Barry Hart
Eastern Mennonite University
Interviewed by Julian Portilla, 2003
This rough transcript provides a text alternative to audio. We apologize for occasional errors and unintelligible sections (which are marked with ???).
A: That is the real struggle. And it's a real struggle related to trauma. How you find ceremonies and rituals for a whole nation? You are aware of a lot of our conflicts today or have been in the last decade, which have been within states, not necessarily across boarders although we've had some of them. We have some strange things going on today but within those borders conflict destroys in weeks and months relationships and buildings and entire cities.
My wife is from Vukovar, Croatia, a city that was completely destroyed in a three-month period. That is what you see and how do you re-build, not only the physical structures, but the emotional and relational links between people. It's very, very difficult. We have to find mechanisms in the larger societies that will draw people together. Of course economics draws people together.
There is a place called Arizona in Bosnia-Herzegovina it's right at the border of Croatia, the Republic of Serbsca which is part of the Bosnia-Herzegovina where Serbs, Croats and Muslims can come together. This place has actually become a small city now because people have to live and they have to trade. It's a great economy but it's also helped people to come together. The majority of people in this situation would tell me, "If we just take care of this at higher echelon of people that are manipulating us for power, we can live across these ethnic divides quite well." There are all these things that happen. We have to have economics. We have to have the political and social infrastructures re-established in creative ways.

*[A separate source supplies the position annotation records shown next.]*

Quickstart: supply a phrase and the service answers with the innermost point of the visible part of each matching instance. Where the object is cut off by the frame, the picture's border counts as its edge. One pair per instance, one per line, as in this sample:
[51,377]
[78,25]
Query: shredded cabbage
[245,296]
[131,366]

I'm also convinced too, and we haven't done a lot of this, you don't see it across the conflicts in our world, where ritualistically things have been done that have been part of that whole re-building and remembering and re-establishment of relationship. I do know, and this had a political overtone to it, in Uganda there was a ceremony ten years after their civil war, where the mortal remains that were scattered across the land that were still visible and obviously not buried by relatives and not known. They were brought into Kampala the capital and a huge ceremony took place that was on national television. Thousands of people participated in that with the religious and traditional leaders doing the ritualistic ceremony of burying these bones. I think that again it had some political overtone. However, that sort of thing done well is what we need to do more of as part of the reconstructing and re-establishing of relationships in these post-war settings. We also have to work in a way that's better coordinated. That is, the various NGOs, I forget how many hundreds of NGOS were in Sarajevo, and we would have weekly meetings and there were some cooperations.
Q: Meeting between all the NGOs?
A: Yeah, not all the NGOS, but a lot of them. There was some discussion about how we could work together. The UN would generally bring these groups together. But I think that is a piece that really needs to be worked on. We need to find good facilitator coordinators that will bring people together and ask, "How can you work more effectively together" Why are we duplicating this work? How can we work in tandem? How can our gifts and skills be woven together?"
In the world of realpolitik and reality you have the funding organizations behind that particular NGO that have a particular agenda and mandate. Some of that is changing over time and I am really thankful that there is more cooperation and partnering, not just of the international communities but the local ones as well. That is something for peace building. Part of that cooperation and partnering, for me, needs to have the component of trauma recovery, with a recognition that trauma recovery and justice and peacebuilding go together and as do justice and peacebuilding, trauma recovery contends.